THIS OPINION HAS NO PRECEDENTIAL VALUE. IT SHOULD NOT BE CITED OR RELIED ON AS PRECEDENT IN ANY PROCEEDING EXCEPT AS PROVIDED BY RULE 268(d)(2), SCACR.
THE STATE OF SOUTH CAROLINA
In The Court of Appeals
Donald Auker, Appellant,
Ridgeway Health and Rehab and The Phoenix Insurance Company, Respondents.
Appeal from the Appellate Panel
Unpublished Opinion No. 2011-UP-510
Submitted November 1, 2011 – Filed November 28, 2011
Dennis N. Cannon, Jr., of Camden, for Appellant.
R. Daniel Addison, of Columbia, for Respondents.
PER CURIAM: Donald Auker appeals the denial of his request for medical treatment for his left knee by the Appellate Panel of the South Carolina Workers' Compensation Commission (the Appellate Panel). On appeal, Auker argues the Appellate Panel erred in finding (1) his claim was barred by res judicata and (2) he failed to carry his burden of proof in showing that his current need for medical treatment for his left knee was proximately caused by his right knee surgery. We affirm pursuant to Rule 220(b)(1), SCACR, and the following authorities:
1. As to whether the Appellate Panel erred in finding Auker's claim was barred by res judicata: Estridge v. Joslyn Clark Controls, Inc., 325 S.C. 532, 539-40, 482 S.E.2d 577, 581 (Ct. App. 1997) ("The doctrine of res judicata prevents the relitigation of issues previously decided between the parties. The doctrine requires three essential elements: (1) the judgment must be final, valid and on the merits; (2) the parties in the subsequent action must be identical to those in the first; and (3) the second action must involve matter properly included in the first action. The doctrine of res judicata only acts to preclude relitigation of issues actually litigated or which might have been litigated in the first action." (citation and internal quotation marks omitted)).

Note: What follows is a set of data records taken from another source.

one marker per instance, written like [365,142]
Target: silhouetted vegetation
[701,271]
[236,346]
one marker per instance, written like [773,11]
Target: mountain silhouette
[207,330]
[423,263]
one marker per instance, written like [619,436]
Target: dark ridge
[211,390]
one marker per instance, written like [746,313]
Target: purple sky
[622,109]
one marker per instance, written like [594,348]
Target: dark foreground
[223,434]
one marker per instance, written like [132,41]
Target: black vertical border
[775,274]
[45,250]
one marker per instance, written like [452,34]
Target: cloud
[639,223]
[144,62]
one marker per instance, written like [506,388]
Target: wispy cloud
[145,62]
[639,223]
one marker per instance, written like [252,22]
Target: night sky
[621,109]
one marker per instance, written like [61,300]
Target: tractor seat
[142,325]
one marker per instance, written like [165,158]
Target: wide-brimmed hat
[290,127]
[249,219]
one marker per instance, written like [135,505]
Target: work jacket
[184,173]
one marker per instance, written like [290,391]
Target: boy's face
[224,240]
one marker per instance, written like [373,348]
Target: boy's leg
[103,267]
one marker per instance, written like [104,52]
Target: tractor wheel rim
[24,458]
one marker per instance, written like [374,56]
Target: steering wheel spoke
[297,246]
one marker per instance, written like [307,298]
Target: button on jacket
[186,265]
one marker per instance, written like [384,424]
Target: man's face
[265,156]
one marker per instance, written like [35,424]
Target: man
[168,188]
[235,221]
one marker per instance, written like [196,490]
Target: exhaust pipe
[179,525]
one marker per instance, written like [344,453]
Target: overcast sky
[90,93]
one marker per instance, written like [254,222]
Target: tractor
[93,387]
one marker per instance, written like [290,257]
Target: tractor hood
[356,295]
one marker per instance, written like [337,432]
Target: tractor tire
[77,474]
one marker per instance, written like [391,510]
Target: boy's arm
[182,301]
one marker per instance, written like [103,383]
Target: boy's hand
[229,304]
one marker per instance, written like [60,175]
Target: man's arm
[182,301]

2. As to whether the Appellate Panel erred in finding Auker failed to meet his burden of proof in showing his current need for medical treatment for his left knee was proximately caused by his right knee surgery: Futch v. McAllister Towing of Georgetown, Inc., 335 S.C. 598, 613, 518 S.E.2d 591, 598 (1999) (noting an appellate court need not address appellant's remaining issues when its determination of a prior issue is dispositive).
SHORT, WILLIAMS, and GEATHERS, JJ., concur.
 We decide this case without oral argument pursuant to Rule 215, SCACR.